So, you've got a great business idea and you happen to have saved some money. Not much, but enough to start executing on the idea. And let's assume that you've got enough money that your business will start making money before you run out of money. What should you do in this case? Should you start pitching your idea to potential investors or should you start executing the idea on your own?

It is a hard but very important question that gets neglected by many entrepreneurs. Especially because the decision to take someone else's money in exchange for equity is usually non-reversible! There is no right or wrong answer. I just want you to make a deliberate decision if you still have time.

First, you should ask yourself, why are you doing it? You've got a vague idea that you want to be an entrepreneur. But what exactly attracts you so much to it. Is it the complete autonomy? Flexibility (time and space)? A shot at making billions?

If you're in it for the autonomy, does it make sense to take investor's money in exchange for equity? What good are billions if investors appoint their own (supervisory) board members or even replace you as a CEO.

Even if you're in it for the money, you should know that finding a product-market fit is not enough for venture capital (VC) firms. They are above all concerned about your growth rates. So, even if you manage to demonstrate a product-market fit, investors might not be willing to give you their money. You simply don't meet their return-on-investment (ROI) criteria. Don't believe me? Sahil Lavingia, employee #2 at Pinterest left Pinterest to set up Gumroad. He attracted outside funding right from the start. He was growing right from the start. Surely, he had a great product. Hack, he even had a product-market fit. But he wasn't growing as fast as he should (north of 20% YoY!). Think about it. The business was growing 20% YoY but the VC's weren't satisfied and he failed to raise additional capital (Round B funding). You can read the whole story on his blog.

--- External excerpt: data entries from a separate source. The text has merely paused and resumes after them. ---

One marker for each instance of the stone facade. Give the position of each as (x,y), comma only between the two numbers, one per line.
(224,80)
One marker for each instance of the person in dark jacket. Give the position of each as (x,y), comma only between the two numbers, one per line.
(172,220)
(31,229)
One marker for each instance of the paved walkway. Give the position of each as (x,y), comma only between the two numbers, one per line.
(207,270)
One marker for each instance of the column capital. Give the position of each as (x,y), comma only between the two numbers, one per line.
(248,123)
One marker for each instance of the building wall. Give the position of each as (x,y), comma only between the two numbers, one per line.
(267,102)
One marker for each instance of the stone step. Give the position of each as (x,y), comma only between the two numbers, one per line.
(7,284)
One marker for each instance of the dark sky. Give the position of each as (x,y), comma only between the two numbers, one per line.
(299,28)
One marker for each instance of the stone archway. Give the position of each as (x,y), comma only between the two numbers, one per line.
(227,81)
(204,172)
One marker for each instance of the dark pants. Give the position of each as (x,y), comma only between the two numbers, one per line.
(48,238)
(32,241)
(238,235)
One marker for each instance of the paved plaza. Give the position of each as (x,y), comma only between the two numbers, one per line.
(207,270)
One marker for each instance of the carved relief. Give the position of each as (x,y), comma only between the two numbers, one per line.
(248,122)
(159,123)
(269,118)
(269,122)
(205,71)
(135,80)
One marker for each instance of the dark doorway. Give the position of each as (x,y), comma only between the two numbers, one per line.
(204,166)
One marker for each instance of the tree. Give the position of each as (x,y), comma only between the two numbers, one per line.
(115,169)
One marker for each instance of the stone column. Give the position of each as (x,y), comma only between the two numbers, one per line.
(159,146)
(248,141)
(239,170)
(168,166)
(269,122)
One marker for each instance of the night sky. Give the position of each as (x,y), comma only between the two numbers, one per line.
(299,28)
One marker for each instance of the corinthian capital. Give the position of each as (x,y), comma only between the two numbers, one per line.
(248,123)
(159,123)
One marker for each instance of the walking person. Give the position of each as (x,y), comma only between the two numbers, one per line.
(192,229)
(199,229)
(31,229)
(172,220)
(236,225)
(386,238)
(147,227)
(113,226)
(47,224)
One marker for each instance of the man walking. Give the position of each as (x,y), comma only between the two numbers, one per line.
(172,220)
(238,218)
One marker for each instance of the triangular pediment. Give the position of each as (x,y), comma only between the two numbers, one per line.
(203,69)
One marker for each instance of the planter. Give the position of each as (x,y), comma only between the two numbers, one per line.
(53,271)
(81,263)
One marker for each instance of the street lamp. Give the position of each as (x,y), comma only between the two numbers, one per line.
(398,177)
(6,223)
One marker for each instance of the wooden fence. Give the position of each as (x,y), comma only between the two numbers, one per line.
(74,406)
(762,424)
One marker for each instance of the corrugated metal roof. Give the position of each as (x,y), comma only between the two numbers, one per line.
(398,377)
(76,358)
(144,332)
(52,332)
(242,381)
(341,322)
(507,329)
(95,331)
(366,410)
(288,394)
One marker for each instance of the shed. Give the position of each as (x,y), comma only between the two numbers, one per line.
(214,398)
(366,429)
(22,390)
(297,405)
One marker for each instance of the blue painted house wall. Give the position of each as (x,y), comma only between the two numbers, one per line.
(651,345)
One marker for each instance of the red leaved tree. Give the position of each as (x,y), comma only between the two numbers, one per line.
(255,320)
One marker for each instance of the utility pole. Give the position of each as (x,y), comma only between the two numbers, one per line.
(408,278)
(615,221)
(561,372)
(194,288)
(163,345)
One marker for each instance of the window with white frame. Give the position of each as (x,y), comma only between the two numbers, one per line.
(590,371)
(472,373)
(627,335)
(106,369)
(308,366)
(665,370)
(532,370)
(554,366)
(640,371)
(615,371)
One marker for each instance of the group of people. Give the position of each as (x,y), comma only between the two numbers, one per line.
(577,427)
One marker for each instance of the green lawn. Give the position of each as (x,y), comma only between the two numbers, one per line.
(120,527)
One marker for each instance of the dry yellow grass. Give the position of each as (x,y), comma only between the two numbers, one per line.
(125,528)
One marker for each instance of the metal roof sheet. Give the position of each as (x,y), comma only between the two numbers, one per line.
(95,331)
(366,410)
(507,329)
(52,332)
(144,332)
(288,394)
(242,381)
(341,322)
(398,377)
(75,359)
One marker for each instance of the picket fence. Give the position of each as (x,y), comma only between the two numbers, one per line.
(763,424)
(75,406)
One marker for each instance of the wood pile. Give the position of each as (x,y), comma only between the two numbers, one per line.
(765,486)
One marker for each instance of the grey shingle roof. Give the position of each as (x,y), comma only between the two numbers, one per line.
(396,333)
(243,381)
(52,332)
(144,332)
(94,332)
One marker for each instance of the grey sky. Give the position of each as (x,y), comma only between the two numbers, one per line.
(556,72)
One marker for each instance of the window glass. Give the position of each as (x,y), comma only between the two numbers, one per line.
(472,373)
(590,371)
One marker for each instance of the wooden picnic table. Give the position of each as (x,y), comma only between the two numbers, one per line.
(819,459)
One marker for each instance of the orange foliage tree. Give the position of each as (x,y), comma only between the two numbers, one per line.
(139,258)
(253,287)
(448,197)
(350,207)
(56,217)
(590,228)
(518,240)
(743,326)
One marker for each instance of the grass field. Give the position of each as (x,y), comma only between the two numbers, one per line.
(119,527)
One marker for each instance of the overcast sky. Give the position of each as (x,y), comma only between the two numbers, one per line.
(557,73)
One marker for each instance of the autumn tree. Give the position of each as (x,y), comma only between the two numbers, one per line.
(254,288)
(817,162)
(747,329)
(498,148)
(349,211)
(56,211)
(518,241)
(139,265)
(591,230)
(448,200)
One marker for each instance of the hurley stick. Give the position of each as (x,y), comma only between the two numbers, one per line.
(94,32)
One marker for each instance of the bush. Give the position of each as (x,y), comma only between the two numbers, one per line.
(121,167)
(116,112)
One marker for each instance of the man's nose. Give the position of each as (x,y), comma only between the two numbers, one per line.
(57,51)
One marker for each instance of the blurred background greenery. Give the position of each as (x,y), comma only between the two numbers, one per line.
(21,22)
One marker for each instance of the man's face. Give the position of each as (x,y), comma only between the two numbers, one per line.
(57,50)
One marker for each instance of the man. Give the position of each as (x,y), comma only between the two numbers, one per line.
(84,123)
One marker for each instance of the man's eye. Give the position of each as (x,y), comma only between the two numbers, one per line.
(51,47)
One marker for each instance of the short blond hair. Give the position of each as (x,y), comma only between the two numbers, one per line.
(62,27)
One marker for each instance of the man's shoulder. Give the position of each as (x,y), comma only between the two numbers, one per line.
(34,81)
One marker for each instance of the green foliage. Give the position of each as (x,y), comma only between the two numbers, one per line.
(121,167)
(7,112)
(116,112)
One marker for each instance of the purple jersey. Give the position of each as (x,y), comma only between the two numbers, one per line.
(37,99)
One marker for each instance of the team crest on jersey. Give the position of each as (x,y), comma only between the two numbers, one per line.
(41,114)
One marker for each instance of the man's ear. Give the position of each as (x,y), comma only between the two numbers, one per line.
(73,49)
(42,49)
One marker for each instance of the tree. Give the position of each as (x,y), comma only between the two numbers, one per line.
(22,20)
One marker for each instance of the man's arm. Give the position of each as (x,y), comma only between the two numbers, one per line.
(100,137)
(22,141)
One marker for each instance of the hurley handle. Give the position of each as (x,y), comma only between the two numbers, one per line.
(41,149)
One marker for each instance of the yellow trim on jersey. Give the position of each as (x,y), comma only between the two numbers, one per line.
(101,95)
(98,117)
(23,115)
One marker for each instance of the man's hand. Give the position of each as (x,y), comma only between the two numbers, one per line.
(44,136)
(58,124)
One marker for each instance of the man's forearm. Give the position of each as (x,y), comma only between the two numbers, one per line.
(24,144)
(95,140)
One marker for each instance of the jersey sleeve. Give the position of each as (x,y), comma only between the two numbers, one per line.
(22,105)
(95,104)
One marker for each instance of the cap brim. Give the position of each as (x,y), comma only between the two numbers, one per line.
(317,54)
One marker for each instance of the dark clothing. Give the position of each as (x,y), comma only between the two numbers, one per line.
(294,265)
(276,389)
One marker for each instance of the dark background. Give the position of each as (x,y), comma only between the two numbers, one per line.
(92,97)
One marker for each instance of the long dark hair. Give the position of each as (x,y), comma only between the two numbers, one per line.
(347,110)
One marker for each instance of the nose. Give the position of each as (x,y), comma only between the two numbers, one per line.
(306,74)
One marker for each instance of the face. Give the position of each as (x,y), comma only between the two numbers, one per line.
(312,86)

Second, let's assume that you're in it for the money or impact. You need to grow. Heck, your growth has to be 30+% YoY. Usually, such growth requires venture funding. Distributing your product all over the world requires large investment of time and money. You cannot do it alone. You need money to employ people, buy necessary means (computers, servers, warehouses etc.) etc. Let's assume you have a really great idea and that investors trust you with execution, product-market fit and growth rates. Let's say that you start pitching them your idea straight away - ie. without demonstrating a product-market fit, let alone growth rates. What will be your negotiation position? Even angel investors will require a large chunk of equity in exchange for their money. In later rounds your share will be dilluted even further.

So, do you really need investor's money straigt away? What prevents you from executing the idea and at least finding a product-market fit before you start pitching idea to investors? If your product or service requires large investment just to start executing it (e.g. bio-tech sector) then sure, accepting outside funding is the only option. In other cases, showing investors your numbers will let you keep larger chunk of your company in exchange for required capital.

What about growth rate? If you don't get outside money you cannot grow fast enought that it will prevent the well funded competition from stealing your idea. Sure, more capital enables faster growth. But usually the competition you're thinking about (the big established companies) won't notice you untill you start walking on their turf big time. Between the time you discover a product-market fit and time you step on their turf you'll have more then plenty opportunities to attract outside investor that will provide the means to attack the Goliath.